This chapter introduced several important concepts including data cleanup and handling missing and categorical values, using Spark and H2O to train multi-classification models, and various evaluation metrics for classification models. Furthermore, the chapter brings the notion of model ensembles demonstrated on RandomForest as the ensemble of decision trees.
The reader should see the importance of data preparation, which plays a key role during every model training and evaluation process. Training and using a model without understanding the modeling context can lead to misleading decisions. Moreover, every model needs evaluation with respect to the modeling goal (for example, minimization of false positives). Hence understanding trade-offs of different model metrics of classification models is crucial.
In this chapter, we did not cover all possible modelling tricks for classification models, but there are a few of them still opened for curious readers:
We used a simple strategy to impute missing values in the heart rate column, but there are other possible solutions - for example, mean value imputation, or combining imputation with additional binary column which marks rows with the missing value. Both strategies can improve the accuracy of the model and we will use them later in this book.

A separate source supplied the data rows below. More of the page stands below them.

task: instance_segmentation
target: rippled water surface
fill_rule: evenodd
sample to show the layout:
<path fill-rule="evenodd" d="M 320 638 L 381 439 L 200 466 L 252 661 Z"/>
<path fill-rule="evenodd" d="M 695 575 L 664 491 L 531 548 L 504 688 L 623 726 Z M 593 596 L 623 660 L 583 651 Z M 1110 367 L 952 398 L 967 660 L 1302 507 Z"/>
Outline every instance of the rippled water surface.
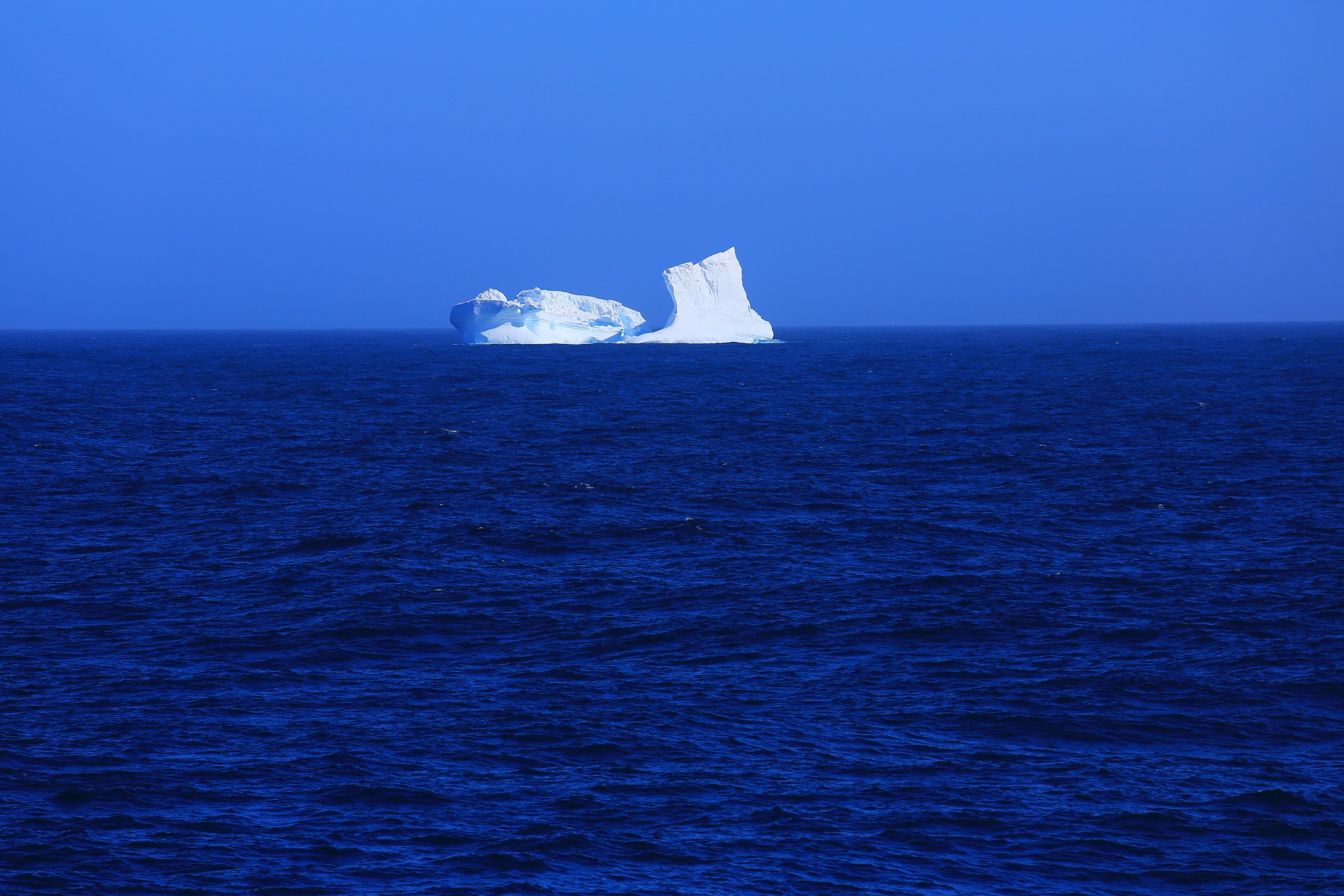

Furthermore, the Occam's razor principle suggests that it is good idea to prefer a simpler model than a complex model providing the same accuracy. Hence, a good idea is to define a hyper-space of parameters and use an exploration strategy to find the simplest model (for example, fewer trees, less depth) which provides the same (or better) accuracy as the models trained in this chapter.
To conclude this chapter, it is important to mention that the tree ensemble presented in this chapter is a primitive instance powerful concept of ensembles and super-learners which we are going to introduce later in this book.